The Cognitive Categorical Transformer: Category-Theoretic Inductive Biases for Language Modeling

认知范畴 Transformer：用于语言建模的范畴论归纳偏置

Abstract: The Cognitive Categorical Transformer (CCT) is a 306M-parameter architecture that augments a pretrained GPT-2 Small backbone with cognitively grounded components derived from category theory and several inspirations from cognitive science.

摘要： 认知范畴 Transformer (CCT) 是一种拥有 3.06 亿参数的架构，它在预训练的 GPT-2 Small 主干网络基础上，增加了源自范畴论的认知基础组件以及若干来自认知科学的灵感。

Under a matched-step protocol (215,000 optimizer steps, matched data, matched optimizer and schedule) on WikiText-103, CCT reaches 21.27 validation perplexity, compared with 24.19 for an identically fine-tuned GPT-2 Small baseline. The architecture therefore contributes a 2.92 PPL (12% relative) reduction beyond what in-domain fine-tuning alone provides.

在 WikiText-103 数据集上，通过匹配步数协议（215,000 次优化器步数、匹配的数据、匹配的优化器和调度）测试，CCT 达到了 21.27 的验证困惑度（perplexity），而经过相同微调的 GPT-2 Small 基准模型为 24.19。因此，该架构在领域内微调的基础上，额外实现了 2.92 PPL（相对提升 12%）的性能优化。

A retrain-from-scratch ablation that holds GT-Full simplicial message passing bypassed across the entire seven-phase activation schedule reaches 23.72 PPL, localizing 84% of the architectural improvement (2.45 of 2.92 PPL) to GT-Full. We present the first ablation-validated evidence that simplicial message passing improves language-model perplexity at the 306M-parameter scale on WikiText-103.

一项从零开始的消融实验显示，当在整个七阶段激活调度中绕过 GT-Full 单纯形消息传递（simplicial message passing）时，困惑度达到 23.72 PPL，这表明 84% 的架构改进（2.92 PPL 中的 2.45 PPL）归功于 GT-Full。我们首次提供了经消融验证的证据，证明单纯形消息传递在 WikiText-103 上 3.06 亿参数规模下能有效改善语言模型的困惑度。
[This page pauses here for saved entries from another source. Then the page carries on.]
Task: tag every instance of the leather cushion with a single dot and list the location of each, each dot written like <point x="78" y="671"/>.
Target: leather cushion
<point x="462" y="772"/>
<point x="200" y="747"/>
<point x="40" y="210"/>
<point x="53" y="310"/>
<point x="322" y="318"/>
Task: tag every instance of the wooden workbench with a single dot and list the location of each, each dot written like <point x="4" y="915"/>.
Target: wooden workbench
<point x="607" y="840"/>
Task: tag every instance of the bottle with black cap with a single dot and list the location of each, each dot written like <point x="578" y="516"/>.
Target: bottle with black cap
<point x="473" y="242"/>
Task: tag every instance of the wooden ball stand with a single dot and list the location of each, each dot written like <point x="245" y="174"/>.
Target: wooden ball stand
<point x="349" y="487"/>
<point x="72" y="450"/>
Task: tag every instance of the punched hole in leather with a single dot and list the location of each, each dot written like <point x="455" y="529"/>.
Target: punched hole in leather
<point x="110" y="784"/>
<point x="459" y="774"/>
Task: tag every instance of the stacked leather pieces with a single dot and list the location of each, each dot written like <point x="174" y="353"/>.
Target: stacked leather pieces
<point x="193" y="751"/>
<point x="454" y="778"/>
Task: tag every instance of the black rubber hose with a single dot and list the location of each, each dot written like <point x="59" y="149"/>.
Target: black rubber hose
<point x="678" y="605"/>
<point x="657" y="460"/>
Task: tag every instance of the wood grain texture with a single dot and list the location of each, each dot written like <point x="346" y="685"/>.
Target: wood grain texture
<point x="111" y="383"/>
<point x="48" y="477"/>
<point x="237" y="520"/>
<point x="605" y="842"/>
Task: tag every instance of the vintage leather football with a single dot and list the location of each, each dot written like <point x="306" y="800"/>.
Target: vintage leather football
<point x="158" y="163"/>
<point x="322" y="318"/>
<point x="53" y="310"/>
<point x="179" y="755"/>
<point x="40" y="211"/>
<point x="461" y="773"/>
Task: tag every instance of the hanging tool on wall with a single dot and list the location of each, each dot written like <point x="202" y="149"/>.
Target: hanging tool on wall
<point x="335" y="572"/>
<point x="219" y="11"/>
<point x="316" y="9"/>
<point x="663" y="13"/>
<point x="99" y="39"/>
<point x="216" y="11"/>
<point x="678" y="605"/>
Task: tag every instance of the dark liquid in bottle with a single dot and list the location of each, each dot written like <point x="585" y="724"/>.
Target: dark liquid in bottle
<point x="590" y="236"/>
Published GPT-2 Large reaches 22.05 zero-shot PPL on WikiText-103 with 6.2x more parameters than GPT-2 Small; this paper treats that number as an external published reference, not as the architectural benchmark.

已发布的 GPT-2 Large 在 WikiText-103 上达到了 22.05 的零样本（zero-shot）PPL，其参数量是 GPT-2 Small 的 6.2 倍；本文将该数值视为外部已发表的参考数据，而非架构基准。

Three negative results on consistency-style categorical priors (sheaf smoothing, adjunction round-trip, curvature regularization) and the joint structural-prior result for GT-Full and PrecisionWeightedPP together support an empirical pattern termed the structure/consistency distinction, in which categorical priors that add new topology improve language modeling and those that enforce a consistency identity do not.

关于一致性风格范畴先验（层平滑、伴随往返、曲率正则化）的三个负面结果，以及 GT-Full 和 PrecisionWeightedPP 的联合结构先验结果，共同支持了一种被称为“结构/一致性区别”的经验模式：即增加新拓扑结构的范畴先验能改善语言建模，而强制执行一致性恒等式的先验则不能。